Relation between curvature of curve and dual curve?

Question

For a plane algebraic curve, does there exist a relationship between the curvature of the curve and the curvature of its dual curve?

Answer 1

There seems to be an inverse one.

Let's look at the conics in ${\Bbb A}^2\subset {\Bbb P}^2$.

Let ${\bf x}=\begin{pmatrix}x\\y\\z\end{pmatrix}$, ${\bf x}^TA{\bf x}=0$ has dual ${\bf x}^TA^{-1}{\bf x}=0$, where $A$ is non-degenerate symmetric.

So $(\frac{x}{a})^2\pm(\frac{y}{b})^2-z^2=0$ where $z=1$ has curvature between $a$ and $b$. The dual is $(\frac{x}{\frac{1}{a}})^2\pm(\frac{y}{\frac{1}{b}})^2-z^2$, which has curvature betweeen $\frac{1}{b}$ and $\frac{1}{a}$.

To track points we use a parametric representation: $x=x(t), y=y(t)$ dual to $p=p(t), q=q(t)$, where $p(t)x+q(t)y+1=0$ and $p(t)=\frac{-y'(t)}{x'(t)y(t)-x(t)y'(t)}, q(t)=\frac{x'(t)}{x'(t)y(t)-x(t)y'(t)}$.

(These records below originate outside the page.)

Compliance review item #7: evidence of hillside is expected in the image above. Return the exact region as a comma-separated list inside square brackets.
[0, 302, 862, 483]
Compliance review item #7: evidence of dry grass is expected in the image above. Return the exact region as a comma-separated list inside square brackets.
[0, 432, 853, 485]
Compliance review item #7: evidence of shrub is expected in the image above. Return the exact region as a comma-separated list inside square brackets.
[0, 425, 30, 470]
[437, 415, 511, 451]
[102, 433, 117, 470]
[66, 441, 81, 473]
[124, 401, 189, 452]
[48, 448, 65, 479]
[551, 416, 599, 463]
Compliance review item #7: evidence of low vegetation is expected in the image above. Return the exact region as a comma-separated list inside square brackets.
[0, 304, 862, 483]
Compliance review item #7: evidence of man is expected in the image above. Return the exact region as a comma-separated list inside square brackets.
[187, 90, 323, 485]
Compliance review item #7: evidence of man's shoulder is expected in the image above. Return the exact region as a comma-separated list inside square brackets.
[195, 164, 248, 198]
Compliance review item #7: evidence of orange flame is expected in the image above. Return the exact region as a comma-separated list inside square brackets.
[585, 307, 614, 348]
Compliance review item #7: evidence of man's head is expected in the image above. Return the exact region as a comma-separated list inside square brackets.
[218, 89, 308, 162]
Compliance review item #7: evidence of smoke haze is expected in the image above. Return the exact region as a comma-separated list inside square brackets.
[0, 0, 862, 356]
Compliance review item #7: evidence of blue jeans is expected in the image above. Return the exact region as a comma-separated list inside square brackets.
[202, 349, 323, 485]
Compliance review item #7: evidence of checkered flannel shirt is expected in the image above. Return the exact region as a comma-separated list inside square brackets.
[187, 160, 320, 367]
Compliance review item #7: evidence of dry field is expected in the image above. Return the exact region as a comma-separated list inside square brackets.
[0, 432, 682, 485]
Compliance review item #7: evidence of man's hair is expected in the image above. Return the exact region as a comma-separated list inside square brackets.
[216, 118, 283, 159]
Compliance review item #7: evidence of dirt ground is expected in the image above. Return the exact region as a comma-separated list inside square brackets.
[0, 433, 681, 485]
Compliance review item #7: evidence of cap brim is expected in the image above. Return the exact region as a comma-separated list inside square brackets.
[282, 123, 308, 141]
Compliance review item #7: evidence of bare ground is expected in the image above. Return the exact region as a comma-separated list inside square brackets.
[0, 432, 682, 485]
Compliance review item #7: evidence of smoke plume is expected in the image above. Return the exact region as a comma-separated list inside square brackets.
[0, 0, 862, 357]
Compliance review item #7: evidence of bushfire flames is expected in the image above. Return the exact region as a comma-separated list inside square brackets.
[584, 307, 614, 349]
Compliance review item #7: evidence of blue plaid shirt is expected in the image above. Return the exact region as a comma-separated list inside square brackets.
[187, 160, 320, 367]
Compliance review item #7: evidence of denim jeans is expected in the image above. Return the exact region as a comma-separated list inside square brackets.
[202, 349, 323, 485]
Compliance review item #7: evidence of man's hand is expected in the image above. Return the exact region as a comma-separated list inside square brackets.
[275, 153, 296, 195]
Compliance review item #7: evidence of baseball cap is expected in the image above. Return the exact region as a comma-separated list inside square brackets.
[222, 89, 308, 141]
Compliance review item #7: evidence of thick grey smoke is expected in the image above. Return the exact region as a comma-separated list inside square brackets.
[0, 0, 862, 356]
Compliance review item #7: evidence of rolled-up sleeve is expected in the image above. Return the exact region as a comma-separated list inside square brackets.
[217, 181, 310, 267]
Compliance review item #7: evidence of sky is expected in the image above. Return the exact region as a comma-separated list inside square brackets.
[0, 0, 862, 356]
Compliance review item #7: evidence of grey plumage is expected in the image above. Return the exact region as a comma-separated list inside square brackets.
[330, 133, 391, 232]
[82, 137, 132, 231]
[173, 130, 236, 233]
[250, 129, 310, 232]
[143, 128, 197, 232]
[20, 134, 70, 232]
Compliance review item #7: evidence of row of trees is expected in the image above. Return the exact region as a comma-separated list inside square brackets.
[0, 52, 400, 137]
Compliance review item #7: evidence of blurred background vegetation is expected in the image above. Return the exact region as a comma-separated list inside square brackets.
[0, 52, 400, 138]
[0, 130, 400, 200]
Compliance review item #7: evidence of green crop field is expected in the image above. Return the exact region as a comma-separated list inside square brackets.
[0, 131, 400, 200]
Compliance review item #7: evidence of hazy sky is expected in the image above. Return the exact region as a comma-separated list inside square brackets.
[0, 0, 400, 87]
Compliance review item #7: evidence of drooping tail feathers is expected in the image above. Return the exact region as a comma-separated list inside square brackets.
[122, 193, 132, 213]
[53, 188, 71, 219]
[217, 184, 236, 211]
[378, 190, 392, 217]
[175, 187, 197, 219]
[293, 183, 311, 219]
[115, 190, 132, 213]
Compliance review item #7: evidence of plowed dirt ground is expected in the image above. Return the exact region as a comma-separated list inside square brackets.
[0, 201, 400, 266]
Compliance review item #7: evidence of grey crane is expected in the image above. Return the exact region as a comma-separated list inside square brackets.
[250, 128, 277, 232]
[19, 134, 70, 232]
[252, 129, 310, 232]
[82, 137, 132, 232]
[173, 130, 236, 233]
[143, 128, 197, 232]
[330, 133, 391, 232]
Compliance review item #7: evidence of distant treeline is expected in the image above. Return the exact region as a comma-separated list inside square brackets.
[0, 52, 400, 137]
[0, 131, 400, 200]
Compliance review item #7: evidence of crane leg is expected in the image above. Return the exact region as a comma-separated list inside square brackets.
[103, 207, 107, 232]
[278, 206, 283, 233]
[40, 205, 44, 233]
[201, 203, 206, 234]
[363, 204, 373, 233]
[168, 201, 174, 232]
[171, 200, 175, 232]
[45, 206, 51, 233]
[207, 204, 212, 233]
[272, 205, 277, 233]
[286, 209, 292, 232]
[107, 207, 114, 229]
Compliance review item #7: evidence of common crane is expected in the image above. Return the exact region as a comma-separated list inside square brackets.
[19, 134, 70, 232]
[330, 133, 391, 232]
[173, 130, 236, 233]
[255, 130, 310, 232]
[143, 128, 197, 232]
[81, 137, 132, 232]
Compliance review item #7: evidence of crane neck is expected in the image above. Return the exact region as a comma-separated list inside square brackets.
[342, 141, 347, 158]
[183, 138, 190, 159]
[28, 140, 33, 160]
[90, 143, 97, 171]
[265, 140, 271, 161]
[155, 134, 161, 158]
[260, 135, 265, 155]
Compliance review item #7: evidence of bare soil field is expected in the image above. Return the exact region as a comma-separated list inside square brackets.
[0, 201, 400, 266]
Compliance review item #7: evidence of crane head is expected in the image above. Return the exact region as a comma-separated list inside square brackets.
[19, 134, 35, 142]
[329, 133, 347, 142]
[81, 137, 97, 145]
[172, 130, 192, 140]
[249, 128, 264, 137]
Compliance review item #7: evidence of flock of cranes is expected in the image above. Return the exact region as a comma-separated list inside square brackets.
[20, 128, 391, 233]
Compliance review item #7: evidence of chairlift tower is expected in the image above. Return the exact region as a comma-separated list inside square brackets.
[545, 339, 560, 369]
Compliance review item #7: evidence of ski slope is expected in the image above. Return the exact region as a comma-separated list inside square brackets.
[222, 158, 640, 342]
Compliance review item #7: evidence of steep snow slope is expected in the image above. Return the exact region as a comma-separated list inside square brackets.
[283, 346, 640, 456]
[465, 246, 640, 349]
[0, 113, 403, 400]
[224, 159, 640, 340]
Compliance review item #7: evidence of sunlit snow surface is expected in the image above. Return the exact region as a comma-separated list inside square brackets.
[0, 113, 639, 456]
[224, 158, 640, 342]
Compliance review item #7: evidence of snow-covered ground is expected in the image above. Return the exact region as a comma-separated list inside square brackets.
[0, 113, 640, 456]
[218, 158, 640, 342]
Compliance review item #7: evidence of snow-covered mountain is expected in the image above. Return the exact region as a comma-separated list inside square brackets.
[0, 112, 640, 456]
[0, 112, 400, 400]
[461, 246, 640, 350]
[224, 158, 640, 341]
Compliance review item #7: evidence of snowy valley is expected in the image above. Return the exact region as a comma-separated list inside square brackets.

Let's check $x(t)=a\frac{1-t^2}{1+t^2},y(t)=b\frac{2t}{1+t^2}$, and lo $p(t)=\frac{1-t^2}{a(1+t^2)}, q(t)=\frac{2t}{b(1+t^2)}$.

Looks promising.

The conics are the only smooth with smooth duals.

Let's try the cusp $x(t)=t^2,y(t)=t^3$. The formulas give $p(t)=\frac{3}{t^2},q(t)=-\frac{2}{t^3}$

Small values of $t$ are near the origin for the curve, but far away from the origin for the dual, indicating that we really should be working in ${\Bbb P}^2$, where at infinity there is a flex: $x^2z-y^3$ dehomogenised at $x$ is $z-y^3$, a flex.

We're led to thinking a flex has infinite curvature, a cusp $0$.

In addition for bitangent/node duality you'll have to ignore the other branch.

The singularities will only get worse.